The wings are moulded in 3 pieces, a single piece underside and 2 top wings. This arrangement gives a preset dihedral. Wheel well detail is there but seems to be missing the odd item. Undercarriage wheels and legs are well detailed, as usual they are moulded with the door. You have a choice of wheel covers, 1 for up and 1 for down. The instructions show the correct angles needed to get the sit right. The wheels are moulded with a flat bottom so make sure you position these right. The tailwheel locates into a full depth slot not a hole so the angle and length will be right and the join stronger. The underwing radiators fit into recesses on the wing and the larger one is moulded with the flap open. Another nice touch is the separately moulded front for the carburettor intake leaving it hollow.

The decals are printed in register, are matt and include most of the stencil markings as well as an instrument panel and red covers for the gun ports fitted after the guns were armed to help prevent icing up of the mechanism. There is only one option, P9495 DW-K of 610, County of Chester squadron, probably one of the most famous Spitfire 1’s as this was the subject of Revell’s original 1/32 release and the latest ‘heritage’ re-issue.

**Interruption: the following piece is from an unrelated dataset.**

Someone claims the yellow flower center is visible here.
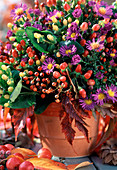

Paint numbers are quoted for Humbrol, the basic scheme being Dark Green/Dark Earth/Sky with Interior Green. The seat back and headrest are Leather/Tan with the pilot being RAF Blue with Leather helmet and Black boots.

Though it is not included in the kit the instructions show you where to drill out holes for a stand, do not drill the holes if you do not want to show a flying model.

What is my overall impression? A decent kit, quite simple, wonderfully detailed though some will think it is a bit heavy. The cockpit will look o.k. but unless you use a vacform replacement then it will look a bit fuzzy through the thick plastic. Ejector pins are a problem and I wonder if the locating pins will be an improvement on the Hurricane where some surgery was needed. One last question, where are the seat belts?